How I found Easter eggs in the protection of Android and did not get a job at Google

Google loves Easter eggs. He loves so much that you can find them in almost every product of the company. The tradition of Easter eggs in Android stretches from the very first versions of the operating system (I think everyone knows what will happen if you click on the line with the Android version several times in the settings).

But it also happens that Easter eggs are found in the most unexpected places. There is even such a legend: once one programmer googled “mutex lock”, and instead of the search results I got on the foo.bar page , solved all the problems and got a job at Google.

Event reconstruction

That's the same amazing story (only without the happy end) happened to me. Hidden messages where they definitely cannot be, the reverse of Java code and native libraries, the secret virtual machine, the interview with Google - all this is under the cut.

Droidguard

One boring evening I made a factory reset and started re-tuning my smartphone. First of all, a fresh Android asked me to enter my google account. “I wonder how the registration and login in Android happens in general?” I thought. The evening stopped being languid.

I use the PortSwigger burp suite to capture and analyze traffic. Free Community version will be enough. So that we can see https requests, first we need to install a certificate from PortSwigger on the device. For tests, I found an eight-year-old Samsung Galaxy S with Android 4.4 on board in my bins. If you have something fresher, then you may have problems with https: certificate pinning and all that.

In fact, there is nothing particularly interesting in appeals to the Google API. The device sends data about itself, receives tokens in response ... The only incomprehensible moment is a POST request to the anti-abuse service.
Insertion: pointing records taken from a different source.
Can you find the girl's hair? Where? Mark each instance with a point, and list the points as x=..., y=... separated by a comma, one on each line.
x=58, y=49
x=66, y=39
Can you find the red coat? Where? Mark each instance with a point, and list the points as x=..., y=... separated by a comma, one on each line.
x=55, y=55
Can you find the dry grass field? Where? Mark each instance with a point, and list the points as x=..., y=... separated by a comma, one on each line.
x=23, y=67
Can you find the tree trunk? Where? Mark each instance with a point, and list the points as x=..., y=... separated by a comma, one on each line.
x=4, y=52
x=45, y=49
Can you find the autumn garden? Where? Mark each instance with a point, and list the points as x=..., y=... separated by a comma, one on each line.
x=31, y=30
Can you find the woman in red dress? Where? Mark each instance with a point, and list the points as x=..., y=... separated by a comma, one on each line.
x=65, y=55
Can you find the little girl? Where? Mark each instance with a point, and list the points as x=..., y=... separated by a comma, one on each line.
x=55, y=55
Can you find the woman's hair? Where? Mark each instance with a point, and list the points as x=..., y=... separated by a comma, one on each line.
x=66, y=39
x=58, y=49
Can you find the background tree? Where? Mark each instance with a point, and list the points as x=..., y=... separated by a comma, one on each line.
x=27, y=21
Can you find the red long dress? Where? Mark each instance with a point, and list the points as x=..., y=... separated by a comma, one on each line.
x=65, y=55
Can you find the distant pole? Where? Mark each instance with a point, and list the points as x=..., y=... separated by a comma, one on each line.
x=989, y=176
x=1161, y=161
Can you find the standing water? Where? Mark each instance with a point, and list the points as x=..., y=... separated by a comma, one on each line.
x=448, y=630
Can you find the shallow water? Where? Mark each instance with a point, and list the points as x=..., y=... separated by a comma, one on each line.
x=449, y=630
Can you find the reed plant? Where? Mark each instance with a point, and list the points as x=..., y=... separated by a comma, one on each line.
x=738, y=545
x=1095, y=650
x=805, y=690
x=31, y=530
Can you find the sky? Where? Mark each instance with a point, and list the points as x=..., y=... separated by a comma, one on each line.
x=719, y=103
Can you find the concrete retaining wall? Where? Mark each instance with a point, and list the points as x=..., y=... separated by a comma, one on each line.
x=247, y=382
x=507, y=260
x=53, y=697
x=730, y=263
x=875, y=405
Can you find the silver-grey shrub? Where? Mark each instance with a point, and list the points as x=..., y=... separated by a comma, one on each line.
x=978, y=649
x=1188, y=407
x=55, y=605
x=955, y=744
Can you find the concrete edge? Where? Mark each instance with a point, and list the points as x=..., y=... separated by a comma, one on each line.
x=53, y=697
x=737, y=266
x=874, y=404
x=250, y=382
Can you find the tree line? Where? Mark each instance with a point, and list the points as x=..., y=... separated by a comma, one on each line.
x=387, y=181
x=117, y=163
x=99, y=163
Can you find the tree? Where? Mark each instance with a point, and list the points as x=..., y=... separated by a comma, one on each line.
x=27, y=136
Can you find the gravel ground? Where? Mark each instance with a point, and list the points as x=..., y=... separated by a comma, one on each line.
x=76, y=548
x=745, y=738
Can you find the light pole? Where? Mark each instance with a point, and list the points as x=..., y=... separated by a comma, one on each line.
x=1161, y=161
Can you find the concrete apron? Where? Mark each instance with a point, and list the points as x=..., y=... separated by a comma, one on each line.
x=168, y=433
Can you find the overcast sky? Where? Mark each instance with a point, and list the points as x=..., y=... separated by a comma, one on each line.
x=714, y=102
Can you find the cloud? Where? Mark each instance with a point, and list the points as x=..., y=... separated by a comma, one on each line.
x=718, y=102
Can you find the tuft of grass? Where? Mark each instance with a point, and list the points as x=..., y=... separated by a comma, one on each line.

After this request, among the unremarkable parameters, one mysterious appears, with the name droidguard_result . It represents a very long Base64 line:

DroidGuard is a Google mechanism for separating bots and emulators from real devices. SafetyNet also uses data from DroidGuard in its work. A similar thing Google has for browsers is Botguard.

But still, what is this data that is transmitted to them? Now we will understand.

Protocol buffers

Where does the link www.googleapis.com/androidantiabuse/v1/x/create?alt=PROTO&key=AIzaSyBofcZsgLSS7BOnBjZPEkk4rYwzOIz-lTI come from , who exactly makes this request on Android? It is easy to find that this link is stored in one of the obfuscated Google Play Services classes right in this form:

publicbdd(Context var1, bdh var2){
  this(var1, "https://www.googleapis.com/androidantiabuse/v1/x/create?alt=PROTO&key=AIzaSyBofcZsgLSS7BOnBjZPEkk4rYwzOIz-lTI", var2);
}

As we have already seen in Burp, Content-Type from POST requests for this link is application / x-protobuf (Google Protocol Buffers, the protocol for binary serialization from Google). Not json, of course - you won't understand right away what is being sent there.

Protocol buffers works like this:

First, we describe the structure of the message in a special format and save it in a .proto file
compile .proto files, the protoc compiler generates the source code in the selected programming language (in the case of Android it is Java)
use generated classes in the project

To decode messages in the protobuf format we have two ways. The first is to use any protobuf analysis tool and try to recreate the original description of the .proto files. The second is to pull out the classes generated by the protoc compiler from Google Play Services. I went the second way.

We take the apk file of Google Play Services of the same version that is installed on the device (and if the device is ruted, then apk can be copied directly from it). Using dex2jar, we flip the .dex file back to .jar and open it with our favorite decompiler. I really like JetBrains Fernflower lately. It works as a plugin for IntelliJ IDEA (or Android Studio), so just open a class in Android Studio with the most cherished link. If proguard didn't try very hard, then the decompiled Java code for creating protobuf messages can be simply copied entirely into the project itself.

From the decompiled code, you can see that in the protobuf message, the Build. * Constants go to the server (well, that was immediately obvious):

...
var3.a("4.0.33 (910055-30)");
a(var3, "BOARD", Build.BOARD);
a(var3, "BOOTLOADER", Build.BOOTLOADER);
a(var3, "BRAND", Build.BRAND);
a(var3, "CPU_ABI", Build.CPU_ABI);
a(var3, "CPU_ABI2", Build.CPU_ABI2);
a(var3, "DEVICE", Build.DEVICE);
...

But in the server's response, unfortunately, all the fields of protobuf messages after obfuscation turned into meaningless letters of the Latin alphabet. But what is stored in these fields can be recognized by error handling. This is how data from the server is checked:

if (!var7.d()) {
    thrownew bdf("byteCode");
}
if (!var7.f()) {
    thrownew bdf("vmUrl");
}
if (!var7.h()) {
    thrownew bdf("vmChecksum");
}
if (!var7.j()) {
	thrownew bdf("expiryTimeSecs");
}

Apparently, this is exactly what the fields before obfuscation were called: byteCode , vmUrl , vmChecksum and expiryTimeSecs . Such naming already suggests certain guesses.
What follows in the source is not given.